A tentative collective bargaining agreement (CBA) was reached between the Women’s National Basketball Players Association and the Women’s National Basketball Association on Jan.14. It’s pending an election among the players from the current 12 WNBA teams and approval of the WNBA’s board of governors.  It is noteworthy that some of these players showed political solidarity with Black Lives Matter in the aftermath of police shootings of Black people several years ago. Over 68 percent of the WNBA players are African American.

Nneka Ogwumike, president of WNBPA.

Upon its assumed acceptance by the estimated 144 players, the eight-year CBA, which would run this year through 2027, would guarantee a 53 percent increase in total cash compensation for each player, including base salaries and payment for extra performances, competitions, and team and league marketing deals.  Each player, regardless of whether they are rookies or veterans, will be guaranteed a six-figure salary. Top players will receive a compensation package of at least a half-million dollars.

The mere fact that WNBA players will not face the threat of injury and fatigue when forced to find supplemental work overseas to support themselves and their families — during the eight-month hiatus from the WNBA — is a huge weight off their shoulders.

Besides additional cash compensation and better travel accommodations, other improvements in this agreement cover free agency, postcareer job preparation, and mental health, domestic violence/partner abuse, nutrition and women’s health programs. Most importantly, players who become mothers finally have paid maternity leave, a child care stipend, two-bedroom apartments for players with children, workplace accommodations for nursing mothers, and family planning benefits.

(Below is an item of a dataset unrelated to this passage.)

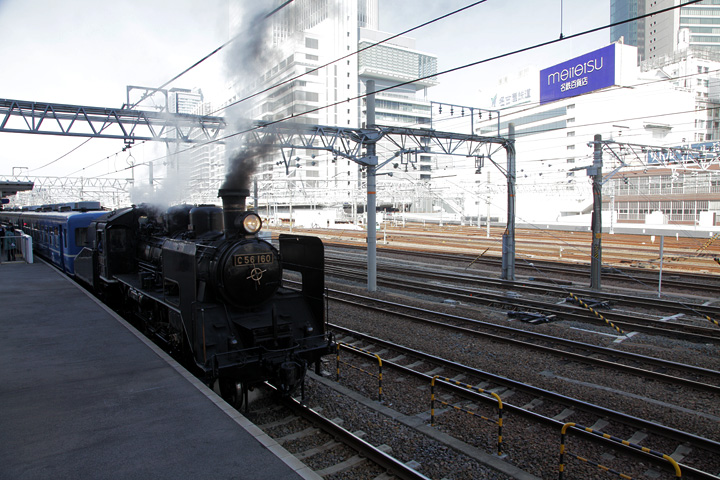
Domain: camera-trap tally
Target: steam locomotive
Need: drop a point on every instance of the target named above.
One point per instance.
(204, 283)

A progressive and historic step forward

WNBPA President Nneka Ogwumike, a star forward for the Los Angeles Sparks, stated on “Good Morning America,” “We wanted to leave a legacy. I think we came in understanding that it wasn’t just about the top player. It wasn’t just about the rookies. It was about every player across the board and we were really happy to be able to come together with the WNBA with actually a lot of innovative ideas.

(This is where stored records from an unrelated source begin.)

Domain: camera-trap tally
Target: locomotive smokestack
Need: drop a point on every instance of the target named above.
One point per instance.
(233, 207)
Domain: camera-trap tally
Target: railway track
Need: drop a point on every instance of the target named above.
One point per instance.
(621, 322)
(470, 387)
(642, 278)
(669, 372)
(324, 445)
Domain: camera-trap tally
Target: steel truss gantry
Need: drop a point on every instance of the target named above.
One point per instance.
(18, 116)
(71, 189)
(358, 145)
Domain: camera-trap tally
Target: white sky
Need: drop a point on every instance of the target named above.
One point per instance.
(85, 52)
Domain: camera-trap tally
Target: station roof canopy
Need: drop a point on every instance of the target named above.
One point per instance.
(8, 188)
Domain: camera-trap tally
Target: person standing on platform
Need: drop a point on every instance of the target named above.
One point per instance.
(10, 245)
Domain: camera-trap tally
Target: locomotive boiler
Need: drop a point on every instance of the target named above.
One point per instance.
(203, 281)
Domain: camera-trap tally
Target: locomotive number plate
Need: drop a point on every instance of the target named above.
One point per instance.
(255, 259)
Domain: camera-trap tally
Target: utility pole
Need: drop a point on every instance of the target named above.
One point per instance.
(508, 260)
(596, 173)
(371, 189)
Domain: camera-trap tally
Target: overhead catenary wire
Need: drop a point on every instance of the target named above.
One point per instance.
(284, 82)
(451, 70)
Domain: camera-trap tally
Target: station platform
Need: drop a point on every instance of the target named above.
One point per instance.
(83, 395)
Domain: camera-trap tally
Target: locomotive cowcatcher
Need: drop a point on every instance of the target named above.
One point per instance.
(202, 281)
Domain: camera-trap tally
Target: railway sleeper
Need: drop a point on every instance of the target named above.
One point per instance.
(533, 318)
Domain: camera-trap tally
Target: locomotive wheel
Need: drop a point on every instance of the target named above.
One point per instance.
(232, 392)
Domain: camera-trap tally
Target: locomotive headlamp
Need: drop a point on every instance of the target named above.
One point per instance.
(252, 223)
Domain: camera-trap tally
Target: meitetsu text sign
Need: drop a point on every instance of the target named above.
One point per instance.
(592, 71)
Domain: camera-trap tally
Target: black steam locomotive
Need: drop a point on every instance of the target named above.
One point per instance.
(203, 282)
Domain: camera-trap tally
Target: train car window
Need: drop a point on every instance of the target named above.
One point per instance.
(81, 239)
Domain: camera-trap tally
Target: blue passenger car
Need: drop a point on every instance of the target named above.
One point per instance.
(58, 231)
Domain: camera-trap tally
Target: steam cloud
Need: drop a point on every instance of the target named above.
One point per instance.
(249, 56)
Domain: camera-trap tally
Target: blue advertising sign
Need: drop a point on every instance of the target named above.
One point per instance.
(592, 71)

“Interestingly enough, as much as we fight for what we feel we deserve, we know that we deserve — we have women’s soccer, we have women’s hockey that are looking up to what we are looking to do. We are really hoping that it can set the tone and really create that legacy for women and sports moving forward.” (Jan. 14)

The treatment of professional women and gender-nonbinary athletes, in the struggle for pay equity and equality, is not isolated from the rest of this capitalist, patriarchal society.

Across the board, this contract does not begin to compare to the CBA of the players’ male counterparts in the 30 teams in the National Basketball Association. This is due to the overwhelming popularity of the NBA, founded in 1946, compared to the WNBA founded in 1996. The total revenue for the NBA in 2018 was $7.4 billion, but only $60 million for the WNBA. The highest paid annual salary for an NBA player (Stephen Curry) in 2018 was $40 million, compared to $113,500 for a WNBA player (Brittney Griner). (wsn.com., July 18, 2019)

Despite these huge remaining gaps, WNBA players and others in the sport world view this new CBA as a progressive, historic step forward. Yet there are fewer WNBA teams now than there once were. The WNBA began with eight teams in its initial season, reached 16 teams in the 2000 season and is currently down to 12 teams. Why the reduced number? Because the profits aren’t big enough as women’s sports don’t draw the big crowds, the high ticket prices, or lucrative TV and livestreaming contracts, especially in small city markets, compared to the NBA.

The average regular season attendance of an NBA game in 2018 was 18,000 compared to close to 6,800 for a WNBA game. (wsn.com, Aug. 29, 2019) This is because of sexism.

Whitney Medford from SB (Sports Blog) Nation stated on her Twitter feed:  “Things I’m shocked that WNBA players didn’t have before — proper legroom on flights, their own hotel rooms on trips, paid maternity leave. That’s bonkers and so basic. But proud of the women who made these things happen in the new CBA.”

According to a report, “The Union Advantage for Women,” released by the Institute for Women’s Policy Research, statistics show that women workers, notably women of color, benefit much more from having a union including higher wages and health care coverage, compared to those not unionized. (Feb. 22, 2018)

And even though the WNBA contract terms are still glaringly unequal compared to the NBA, the fact that there is a contract with defined, guaranteed terms will inspire workers of all nationalities, genders and abilities, from low-wage workers to professional athletes, to fight for a union.